I don’t sleep. Not anymore. Since becoming a mom, the sleeping ship has sailed…and I fear it may never return. Between the kids, my snoring husband, and my aching body, a full night’s sleep is a thing of the past. My three kids all sleep through the night now (most of the time) and the sleepless newborn nights are over. Sure, there are the handful of sleepless nights taking care of a sick child or cleaning up vomit…but on a regular basis, they don’t come in crying every night, don’t need to be fed in the middle of the night, or they don’t poop their pants and need to be changed (hopefully). But I still don’t sleep.
Everyone knows that once you have kids, you lose sleep. It is to be expected and is an accepted truth of parenting. As moms, we muddle through the best we can, dreaming that one day, we’ll get a full night’s sleep once again. But I didn’t expect there to be so many reasons I can’t sleep. It is not just the kids crying or being sick that keep me awake until the wee hours of the morning. It is so much more.
I remember being a kid and my parents telling me that they didn’t sleep well each night. They couldn’t sleep because they were worried, had a lot on their mind, couldn’t sleep when I wasn’t home, their back hurt, or whatever the reason of the day was. I simply couldn’t understand what the big deal was. Just go to bed and close your eyes. I was fine, my brother was fine…now just go to sleep. Now, that I am a mom myself, I get it. Moms just don’t sleep. Period.
I just recently read a story about a study that was done that reviled some very shocking results. The American Academy of Neurology and Georgia Southern University, confirms that after having children, moms sleep less. Mind blown. I am glad we spent a billion dollars on a study to prove what millions of mothers from the beginning of time could have told you. But even more shockingly, the study revealed that men’s sleep cycles don’t appear to be disturbed after having children. Wait, what? Everyone’s husband snores and sleeps soundly when mom is awake worrying, crying, or tending to the kids? I mean…I guess it makes me feel better than I am not alone.
This case and point proves true at my house every single night and I didn’t need an expensive study to prove it. I lay there awake thinking, getting up with a child, or whatever it happens to be and my hubby lays there snoring, almost completely undisturbed. Sometimes, I don’t even think he has a clue of half of the antics that go on after he has drifted off to sleepy land. Even if there are no antics happening, he still sleeps so soundly. How can the struggles of life not keep him awake? How can he not hear the screaming kid, the dog, or sleep during the crisis de jour? But more importantly, how can he not wake himself up with that god-awful snoring sound?

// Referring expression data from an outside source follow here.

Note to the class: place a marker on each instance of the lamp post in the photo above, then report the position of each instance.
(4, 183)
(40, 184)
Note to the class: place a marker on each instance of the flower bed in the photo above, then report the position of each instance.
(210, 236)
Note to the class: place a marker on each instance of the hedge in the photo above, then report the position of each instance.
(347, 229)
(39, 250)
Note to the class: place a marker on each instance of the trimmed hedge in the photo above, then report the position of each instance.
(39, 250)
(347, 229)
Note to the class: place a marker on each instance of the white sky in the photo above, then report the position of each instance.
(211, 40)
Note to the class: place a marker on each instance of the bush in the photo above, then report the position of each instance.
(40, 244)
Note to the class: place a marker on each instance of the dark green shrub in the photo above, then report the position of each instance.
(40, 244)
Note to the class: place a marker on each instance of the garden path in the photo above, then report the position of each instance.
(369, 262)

Here is a small sample of the things that keep me awake at night while my hubby is happily snoring away next to me.
- Hearing the words “my tummy hurts” before bed or whispered into your ear in the middle of the night.
- Remembering in the middle of the night that it is “red shirt day” tomorrow for first graders. I can’t forget this in the morning.

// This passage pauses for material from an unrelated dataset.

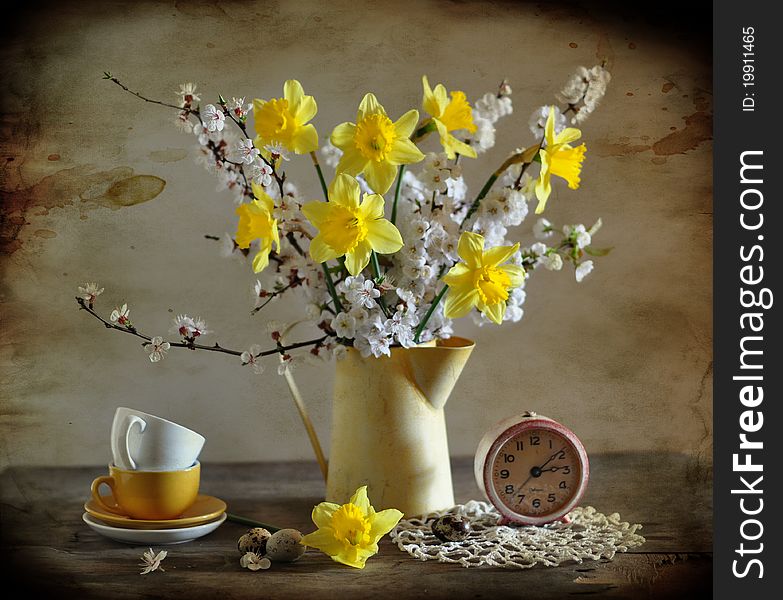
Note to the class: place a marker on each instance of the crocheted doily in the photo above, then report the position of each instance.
(590, 535)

- Laying on one side with my arms numb and tingling from being asleep and back aching because the toddler wanted to sleep in our bed and share my pillow. I don’t want to wake her.
- Hearing your kids coughing all night long in the other room when they have a cold.

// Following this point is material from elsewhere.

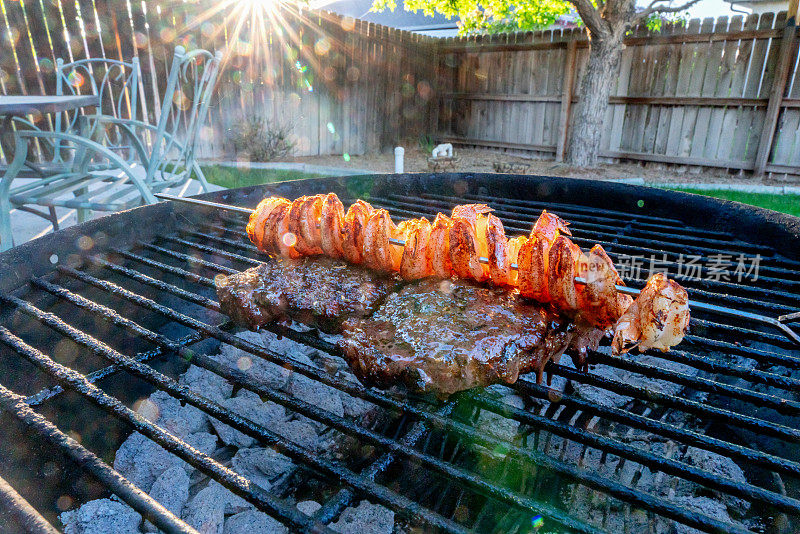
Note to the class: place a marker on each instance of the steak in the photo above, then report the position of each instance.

- Worrying about how we are going to pay for child care costs, the vacation we want to take, or home improvement we want to make.
- Listening to the youngest cry because she wants more water…she’ll eventually come in and make me get up and get her some.
- Nervously trying to figure out if the thump I just heard was the cat doing something, one of the kids falling out of bed, or a murderer breaking into the house.
- Being jolted awake in a sheer panic because the tooth fairy forgot to come or because the Elf on the Shelf didn’t move.
- Listening to the old dog make attempt after attempt to jump on the bed.
- Constantly getting kicked in the face, gut, shin…whatever by this tiny human thrashing around. How does such a small person take up so much space?
- Reliving the day’s activities making sure I didn’t forget something super important.
- And so on, and so on….All. Night. Long.
So, long story short. I don’t sleep. Moms don’t sleep. Don’t know how to change this…guess as moms we just have to learn to live in a state of pure exhaustion. I’ve had nine years of practice now, so I should be getting really good at this.